In their opinion, Judges Evans, Williams and Tinder affirmed. The Court first noted its extremely deferential review. First, Rule 60(b) is itself an extraordinary remedy. Second, appellate review proceeds under an "extremely deferential" standard. Third, here, the Eskridges did not appeal from the original Rule 60(b) order but only from the denial of their request for reconsideration. On the merits, The Court noted that relief under Rule 60(b) typically involves a misunderstanding. Here, the Eskridges' attorney asked for the relief granted. The fact that he did not anticipate the actual consequences of his request does not compel the relief requested.

Under The FDCPA, A Threat To Take Illegal Action May Be So Clear That A Plaintiff Need Not Present Extrinsic Evidence That An Unsophisticated Consumer Would Interpret It So

RUTH v. TRIUMPH PARTNERSHIPS (August 17, 2009)

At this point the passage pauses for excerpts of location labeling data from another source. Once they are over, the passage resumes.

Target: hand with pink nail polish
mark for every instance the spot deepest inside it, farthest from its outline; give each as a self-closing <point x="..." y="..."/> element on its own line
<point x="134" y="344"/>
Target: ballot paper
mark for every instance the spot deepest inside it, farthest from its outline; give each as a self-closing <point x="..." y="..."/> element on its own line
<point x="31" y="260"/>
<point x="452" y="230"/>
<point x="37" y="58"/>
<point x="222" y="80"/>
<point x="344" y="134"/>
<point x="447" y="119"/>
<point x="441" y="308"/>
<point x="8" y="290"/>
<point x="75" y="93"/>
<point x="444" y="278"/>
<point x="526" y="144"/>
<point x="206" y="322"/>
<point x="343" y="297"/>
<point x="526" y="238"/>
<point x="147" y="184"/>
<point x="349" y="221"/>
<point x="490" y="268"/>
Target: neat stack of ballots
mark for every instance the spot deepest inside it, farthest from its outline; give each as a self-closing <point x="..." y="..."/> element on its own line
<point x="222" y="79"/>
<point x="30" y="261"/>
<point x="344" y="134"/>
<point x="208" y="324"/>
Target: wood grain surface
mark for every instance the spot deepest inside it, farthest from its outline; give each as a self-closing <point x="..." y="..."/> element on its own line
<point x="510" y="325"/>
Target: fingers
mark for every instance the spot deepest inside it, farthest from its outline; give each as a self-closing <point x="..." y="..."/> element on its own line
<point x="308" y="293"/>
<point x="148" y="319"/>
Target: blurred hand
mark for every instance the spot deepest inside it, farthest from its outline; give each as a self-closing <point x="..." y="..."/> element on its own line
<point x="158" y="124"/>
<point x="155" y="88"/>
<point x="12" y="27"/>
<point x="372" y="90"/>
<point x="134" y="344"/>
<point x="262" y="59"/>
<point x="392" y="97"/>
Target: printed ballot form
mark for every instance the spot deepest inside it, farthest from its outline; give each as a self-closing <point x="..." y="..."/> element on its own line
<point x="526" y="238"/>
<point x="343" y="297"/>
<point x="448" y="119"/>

Triumph Partnerships purchases defaulted debt. Its sister company, Triumph Asset Services ("TAS"), is a debt collection agency. In early 2006, TAS sent letters out to a number of individuals who owed debts purchased by Triumph. The letter notified the recipient that Triumph had purchased the debt and that TAS was attempting to collect it. Sent with the notice was a separate document from Triumph stating that it collected and could share certain information about the debtor. It also provided an opportunity for the debtor to “opt out,” or instruct Triumph not to share certain information. Alice Ruth was one of the recipients of the letter. Ruth brought a class action against Triumph and TAS, alleging that the mailing violated the Fair Debt Collection Practices Act ("FDCPA") in that it made a false statement in connection with the collection of a debt and threatened to take illegal action. The district court granted summary judgment to the defendants, concluding that Ruth was required to present extrinsic evidence to prove that an unsophisticated debtor would consider the notice a communication in connection with the collection of a debt and would view it as a threat to take illegal action. Ruth appeals.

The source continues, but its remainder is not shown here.